Multilinear Latent Conditioning for Generating Unseen Attribute Combinations
This addresses a key limitation in conditional generative models for tasks like image synthesis, though it appears incremental as an extension of cVAE.
The paper tackles the problem of deep generative models lacking generalization to unseen attribute combinations, such as generating a smiling woman after only seeing a smiling man, by introducing a multilinear latent conditioning framework that captures multiplicative interactions between attributes, and demonstrates its efficacy on MNIST, Fashion-MNIST, and CelebA datasets.

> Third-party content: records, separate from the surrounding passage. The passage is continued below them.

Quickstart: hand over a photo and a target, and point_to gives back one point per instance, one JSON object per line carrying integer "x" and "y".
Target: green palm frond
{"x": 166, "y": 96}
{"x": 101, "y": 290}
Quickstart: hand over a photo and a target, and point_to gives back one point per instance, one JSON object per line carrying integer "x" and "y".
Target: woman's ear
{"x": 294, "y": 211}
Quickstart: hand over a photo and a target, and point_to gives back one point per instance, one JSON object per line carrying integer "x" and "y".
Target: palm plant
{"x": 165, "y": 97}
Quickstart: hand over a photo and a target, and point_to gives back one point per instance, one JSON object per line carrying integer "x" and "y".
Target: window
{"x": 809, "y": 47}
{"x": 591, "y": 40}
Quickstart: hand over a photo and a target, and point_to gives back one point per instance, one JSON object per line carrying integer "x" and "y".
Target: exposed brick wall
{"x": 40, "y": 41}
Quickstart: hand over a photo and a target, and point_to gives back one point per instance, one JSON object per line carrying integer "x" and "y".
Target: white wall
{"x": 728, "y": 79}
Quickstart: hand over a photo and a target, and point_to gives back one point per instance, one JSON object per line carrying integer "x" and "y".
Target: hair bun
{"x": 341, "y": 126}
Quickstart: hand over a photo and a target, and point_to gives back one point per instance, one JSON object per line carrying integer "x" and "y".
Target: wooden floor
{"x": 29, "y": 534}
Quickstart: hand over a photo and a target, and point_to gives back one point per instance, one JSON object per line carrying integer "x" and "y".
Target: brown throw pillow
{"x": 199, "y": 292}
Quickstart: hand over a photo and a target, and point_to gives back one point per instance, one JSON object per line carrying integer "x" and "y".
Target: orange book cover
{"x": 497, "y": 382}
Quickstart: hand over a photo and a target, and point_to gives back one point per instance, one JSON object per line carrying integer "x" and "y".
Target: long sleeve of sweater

Deep generative models rely on their inductive bias to facilitate generalization, especially for problems with high dimensional data, like images. However, empirical studies have shown that variational autoencoders (VAE) and generative adversarial networks (GAN) lack the generalization ability that occurs naturally in human perception. For example, humans can visualize a woman smiling after only seeing a smiling man. On the contrary, the standard conditional VAE (cVAE) is unable to generate unseen attribute combinations. To this end, we extend cVAE by introducing a multilinear latent conditioning framework that captures the multiplicative interactions between the attributes. We implement two variants of our model and demonstrate their efficacy on MNIST, Fashion-MNIST and CelebA. Altogether, we design a novel conditioning framework that can be used with any architecture to synthesize unseen attribute combinations.